When U.S. President Barack Obama accepted the Nobel Peace Prize early in his first term, he acknowledged the controversy surrounding his win by saying he was only at the beginning of his "labors on the world stage."
Nearly six years later, having secured a landmark nuclear deal with Iran, he has achieved a major diplomatic victory that staves off the threat of a military conflict with unforeseeable consequences in an unstable region.
Of course, the deal which would ease sanctions in exchange for nuclear program concessions has its detractors both in the United States and abroad, from Israel to the Gulf monarchies.
And even if the U.S. Congress approves the deal, it will be several years -- long after Obama has left office in 18 months -- before its real worth can be measured.
Congress now has 60 days to review the deal and vote on whether to approve or disapprove it. Under new U.S. legislation Obama is barred from lifting sanctions during the review period.
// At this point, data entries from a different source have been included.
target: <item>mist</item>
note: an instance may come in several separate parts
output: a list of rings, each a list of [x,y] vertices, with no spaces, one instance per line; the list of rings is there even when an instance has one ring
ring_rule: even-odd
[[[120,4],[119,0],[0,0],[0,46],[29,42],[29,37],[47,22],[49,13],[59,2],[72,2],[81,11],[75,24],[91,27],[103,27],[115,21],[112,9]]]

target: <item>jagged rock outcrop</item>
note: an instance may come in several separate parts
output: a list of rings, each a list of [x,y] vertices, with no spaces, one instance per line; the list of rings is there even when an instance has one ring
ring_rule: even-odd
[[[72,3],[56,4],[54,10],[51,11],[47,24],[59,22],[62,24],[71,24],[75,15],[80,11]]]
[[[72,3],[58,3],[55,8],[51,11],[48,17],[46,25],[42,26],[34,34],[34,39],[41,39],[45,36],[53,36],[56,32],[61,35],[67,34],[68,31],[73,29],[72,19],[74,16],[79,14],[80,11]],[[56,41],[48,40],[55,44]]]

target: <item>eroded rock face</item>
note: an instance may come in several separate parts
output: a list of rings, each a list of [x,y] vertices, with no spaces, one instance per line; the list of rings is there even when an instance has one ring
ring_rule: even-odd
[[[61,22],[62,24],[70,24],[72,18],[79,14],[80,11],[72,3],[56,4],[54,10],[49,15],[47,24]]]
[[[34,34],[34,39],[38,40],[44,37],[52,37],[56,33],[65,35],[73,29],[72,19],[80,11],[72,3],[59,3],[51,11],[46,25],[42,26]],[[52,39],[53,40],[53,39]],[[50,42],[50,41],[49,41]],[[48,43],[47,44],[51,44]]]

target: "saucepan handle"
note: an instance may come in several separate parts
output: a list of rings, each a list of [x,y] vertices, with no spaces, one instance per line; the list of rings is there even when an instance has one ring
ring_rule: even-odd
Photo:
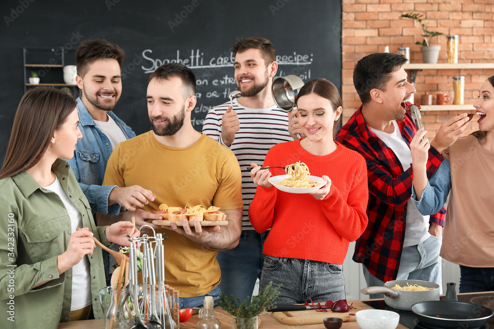
[[[396,298],[400,295],[399,292],[385,287],[369,287],[360,290],[360,292],[366,295],[373,295],[376,293],[384,293],[389,298]]]

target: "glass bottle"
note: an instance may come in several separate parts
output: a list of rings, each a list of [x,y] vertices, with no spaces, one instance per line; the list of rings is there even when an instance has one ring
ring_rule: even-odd
[[[448,36],[448,63],[458,63],[458,36]]]
[[[127,289],[112,288],[111,292],[110,305],[105,315],[105,329],[129,329],[134,326],[134,319],[127,301]]]
[[[453,104],[457,105],[463,105],[465,96],[465,77],[455,76],[453,78]]]
[[[214,306],[212,296],[204,297],[204,307],[199,311],[201,319],[196,326],[196,329],[220,329],[221,325],[219,320],[214,318]]]

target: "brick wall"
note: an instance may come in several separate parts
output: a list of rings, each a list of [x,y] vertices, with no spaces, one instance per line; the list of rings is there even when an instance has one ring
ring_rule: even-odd
[[[432,31],[444,35],[432,38],[431,45],[441,46],[438,63],[446,63],[447,36],[459,37],[458,63],[494,62],[494,2],[493,0],[342,0],[342,88],[343,123],[360,106],[353,86],[353,67],[366,55],[382,52],[385,46],[391,52],[401,47],[410,47],[410,62],[422,63],[420,46],[415,44],[423,37],[418,22],[402,18],[402,14],[417,12],[426,18]],[[409,73],[410,74],[410,73]],[[417,73],[415,102],[420,103],[426,91],[447,92],[453,97],[453,77],[465,76],[465,104],[473,104],[481,85],[492,70],[424,70]],[[452,101],[449,102],[451,104]],[[469,111],[423,111],[422,122],[432,138],[441,123],[453,115]],[[478,128],[475,122],[464,134]]]

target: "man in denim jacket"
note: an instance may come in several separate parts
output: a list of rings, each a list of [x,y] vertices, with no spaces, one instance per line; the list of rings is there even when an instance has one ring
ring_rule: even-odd
[[[138,228],[147,224],[143,220],[147,217],[162,219],[148,212],[134,211],[136,207],[147,204],[148,200],[154,200],[151,191],[137,185],[123,188],[101,186],[114,148],[121,142],[135,137],[130,128],[112,111],[122,92],[124,56],[119,46],[100,39],[82,42],[76,52],[76,80],[82,92],[82,97],[77,99],[77,107],[83,138],[78,141],[74,157],[69,163],[93,214],[118,215],[122,206],[131,211],[127,212],[128,220],[135,216]],[[103,258],[109,282],[108,256],[104,254]]]

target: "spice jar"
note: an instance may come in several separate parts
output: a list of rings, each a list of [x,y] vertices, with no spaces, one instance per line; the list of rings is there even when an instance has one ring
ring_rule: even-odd
[[[458,63],[458,36],[448,36],[448,63]]]
[[[410,62],[410,47],[405,47],[403,48],[398,48],[398,53],[401,54],[408,60],[407,61],[407,63],[409,63]]]
[[[453,78],[453,104],[463,105],[464,104],[465,77],[455,76]]]

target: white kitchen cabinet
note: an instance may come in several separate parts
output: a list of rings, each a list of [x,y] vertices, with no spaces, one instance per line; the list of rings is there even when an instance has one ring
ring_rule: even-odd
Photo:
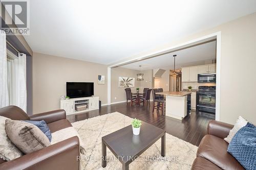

But the 44th president can certainly see in it the tangible results of one of the main tenets of his foreign policy: dialogue, even with America's enemies, must be given a chance.
"For 40 years, our policy was to contain Iran not to work and cooperate with it on any issue. That's a fundamental departure in our policy," said Aaron David Miller, a former State Department official who is now at the Wilson Center think tank.
"Whether you are a fan or not a fan of this agreement, that is significant."
In his Nobel acceptance speech in December 2009, Obama said it was vital to "balance isolation and engagement, pressure and incentives, so that human rights and dignity are advanced over time."
He drove home the point that "sanctions without outreach -- condemnation without discussion -- can carry forward only a crippling status quo."
While his predecessor George W. Bush had listed Iran as part of his infamous "Axis of Evil," Obama chose the path of diplomatic engagement, even going so far in September 2013 to take what was for decades an unthinkable step -- speaking by phone with his Iranian counterpart Hassan Rouhani.
Thirty-five years after ties with the Islamic republic were broken in the aftermath of the revolution and the hostage crisis at the U.S. embassy in Tehran, the two countries -- along with several other world powers -- sat down and hammered out a deal.
For Trita Parsi, at the National Iranian American Council, the agreement reached in Vienna to curb Tehran's suspect nuclear program in exchange for sanctions relief "will undoubtedly be Obama's biggest foreign policy achievement."
"Cuba may have been closer to home for most Americans, but Iran and preventing the path for a bomb there and changing the nature of that relationship is far more consequential geo-politically," Parsi said.
In the short term, all eyes will be on the U.S. Congress.
While lawmakers in Washington do not have to ratify the deal for it to take effect, they do have the power to block it.
Every vote counts: if Congress passes a resolution of disapproval in its 60-day review period, Obama could veto it. Overriding a veto requires the approval of two-thirds of both houses of Congress.
If Obama gets past the congressional roadblock, what place will the complex deal -- the focus of bitter negotiations for nearly two years -- have in the history books?
Some have said it would be comparable to the U.S. opening to China achieved in the 1970s by Republican president Richard Nixon, who made a historic visit to Beijing in February 1972.
But the comparison is somewhat flawed, according to Miller.
"It's a far cry from moving towards a normalized situation between the U.S. and Iran," he said, recalling the numerous sources of tension in the region, including Iran's support of the Assad regime in Syria, Hizbullah in Lebanon and Huthi rebels in Yemen.
For Miller, it remains to be seen if any wider normalization of relations stems from the deal.
"Time will tell whether or not it fundamentally begins to change Iran's perception of itself, our perception of Iran, and opens up broader areas for cooperation and accommodation between Washington and Tehran," he told AFP.
"We don't know that. My own sense is that it won't."
For Suzanne Maloney, an Iran expert at the Brookings Institution, this "genuine breakthrough" resulting from rare "diplomatic energy" should be compared to the Cold War disarmament agreements reached with the Soviet Union, especially those finalized by Ronald Reagan.
"They were strategic accords that helped manage the most dangerous aspects of an adversarial relationship," Maloney told AFP.
Aware that his outreach to Iran is not universally popular, Obama is for now putting all of his weight -- and his legacy -- on the line.
"This deal will have my name on it," he said in late May.
"Nobody has a bigger personal stake in making sure it delivers on its promise."